Duplicating Socket Handles for a SAN
Multiple applications that run in different processes can use the Windows Sockets switch to perform operations on a shared underlying socket. However, only one application at a time can perform operations on that shared underlying socket.
To use a shared underlying socket, an application must retrieve a duplicate handle to that underlying socket in one of the following ways:
Directly, by calling the Windows Sockets WSADuplicateSocket function
The call is made in the context of the controlling process (the process in which the socket was created).
Indirectly, by calling the Win32 DuplicateHandle function
The call is made in the context of a noncontrolling process (other than the process in which the socket was created).
Using the handle inheritance mechanism
A child process (the noncontrolling process) inherits all or some of the handles created in its parent process (the controlling process).
During graceful connection closure
If an application in the controlling process closes a socket and exits while some data still remains to be sent, this remaining data is buffered in the Windows Sockets DLL. Another application in the context of the system service process (the noncontrolling process) subsequently sends this data.
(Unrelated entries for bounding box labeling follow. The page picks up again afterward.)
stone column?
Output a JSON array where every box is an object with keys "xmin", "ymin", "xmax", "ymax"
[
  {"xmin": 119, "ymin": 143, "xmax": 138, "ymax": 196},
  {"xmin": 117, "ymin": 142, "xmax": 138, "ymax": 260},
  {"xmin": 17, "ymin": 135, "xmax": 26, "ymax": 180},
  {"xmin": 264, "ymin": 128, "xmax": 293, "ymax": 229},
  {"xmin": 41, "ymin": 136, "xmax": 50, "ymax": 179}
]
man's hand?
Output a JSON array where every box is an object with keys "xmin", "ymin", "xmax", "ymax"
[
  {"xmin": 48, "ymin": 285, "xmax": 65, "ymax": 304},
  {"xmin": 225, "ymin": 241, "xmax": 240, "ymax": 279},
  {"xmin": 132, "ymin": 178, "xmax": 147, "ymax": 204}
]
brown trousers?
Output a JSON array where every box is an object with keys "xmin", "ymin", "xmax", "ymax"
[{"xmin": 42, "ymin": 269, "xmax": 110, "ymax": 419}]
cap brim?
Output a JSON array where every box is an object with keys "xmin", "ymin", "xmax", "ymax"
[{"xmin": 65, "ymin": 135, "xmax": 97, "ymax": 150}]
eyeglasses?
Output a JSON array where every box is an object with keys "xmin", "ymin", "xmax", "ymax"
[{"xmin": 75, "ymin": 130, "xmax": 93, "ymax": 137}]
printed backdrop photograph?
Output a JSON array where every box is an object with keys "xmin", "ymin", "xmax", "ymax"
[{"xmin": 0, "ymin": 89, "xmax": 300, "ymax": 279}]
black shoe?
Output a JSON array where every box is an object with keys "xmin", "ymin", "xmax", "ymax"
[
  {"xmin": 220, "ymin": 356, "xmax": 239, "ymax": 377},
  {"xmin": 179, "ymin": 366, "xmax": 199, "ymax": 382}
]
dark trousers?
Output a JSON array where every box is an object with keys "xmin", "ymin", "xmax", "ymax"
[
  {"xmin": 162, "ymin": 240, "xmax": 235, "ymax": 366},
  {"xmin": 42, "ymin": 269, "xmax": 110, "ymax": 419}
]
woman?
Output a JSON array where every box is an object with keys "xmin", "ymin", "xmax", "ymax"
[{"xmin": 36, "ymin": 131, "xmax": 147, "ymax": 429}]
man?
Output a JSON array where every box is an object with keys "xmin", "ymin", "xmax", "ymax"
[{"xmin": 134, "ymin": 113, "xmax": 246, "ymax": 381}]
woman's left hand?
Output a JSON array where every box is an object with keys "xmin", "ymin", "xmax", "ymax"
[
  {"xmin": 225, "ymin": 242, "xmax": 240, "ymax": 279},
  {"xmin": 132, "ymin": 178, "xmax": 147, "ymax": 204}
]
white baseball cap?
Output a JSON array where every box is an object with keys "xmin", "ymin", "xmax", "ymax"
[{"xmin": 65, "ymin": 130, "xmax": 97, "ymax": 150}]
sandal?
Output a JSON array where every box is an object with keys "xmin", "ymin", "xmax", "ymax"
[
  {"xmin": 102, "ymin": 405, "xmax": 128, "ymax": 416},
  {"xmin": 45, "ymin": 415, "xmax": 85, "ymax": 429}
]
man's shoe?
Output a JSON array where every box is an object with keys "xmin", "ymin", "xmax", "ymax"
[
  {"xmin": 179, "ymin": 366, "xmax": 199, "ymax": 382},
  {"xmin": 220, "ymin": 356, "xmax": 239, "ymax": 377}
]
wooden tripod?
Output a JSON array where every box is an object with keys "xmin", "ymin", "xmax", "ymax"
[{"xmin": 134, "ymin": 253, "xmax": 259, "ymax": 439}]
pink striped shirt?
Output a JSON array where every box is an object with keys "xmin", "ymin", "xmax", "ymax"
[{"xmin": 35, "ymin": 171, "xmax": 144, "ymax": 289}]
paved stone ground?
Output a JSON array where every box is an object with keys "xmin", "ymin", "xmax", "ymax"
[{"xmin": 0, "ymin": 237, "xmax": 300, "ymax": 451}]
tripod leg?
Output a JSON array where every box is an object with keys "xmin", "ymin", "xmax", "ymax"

The Windows Sockets switch, in conjunction with the TCP/IP provider, detects and handles each of the preceding conditions. The switch allows only one process at a time to execute operations that either transfer data or change state for an underlying shared socket. Processes dynamically swap control of the underlying socket, as required, to execute requested operations. The switch serializes operations that different processes request to perform on a shared socket and executes those operations in first-in-first-out (FIFO) order. The switch waits for all in-progress operations to complete before swapping control of an underlying socket to another process. Logically, the switch takes control of the underlying socket away from the controlling process as soon as a noncontrolling process requests a qualifying operation. After control is taken away, the switch treats the original controlling process like a noncontrolling process if the original controlling process requests qualifying operations. Note that the switch takes no action on a duplicate socket handle until the noncontrolling process actually uses the duplicate socket handle for a data transfer or state-change operation.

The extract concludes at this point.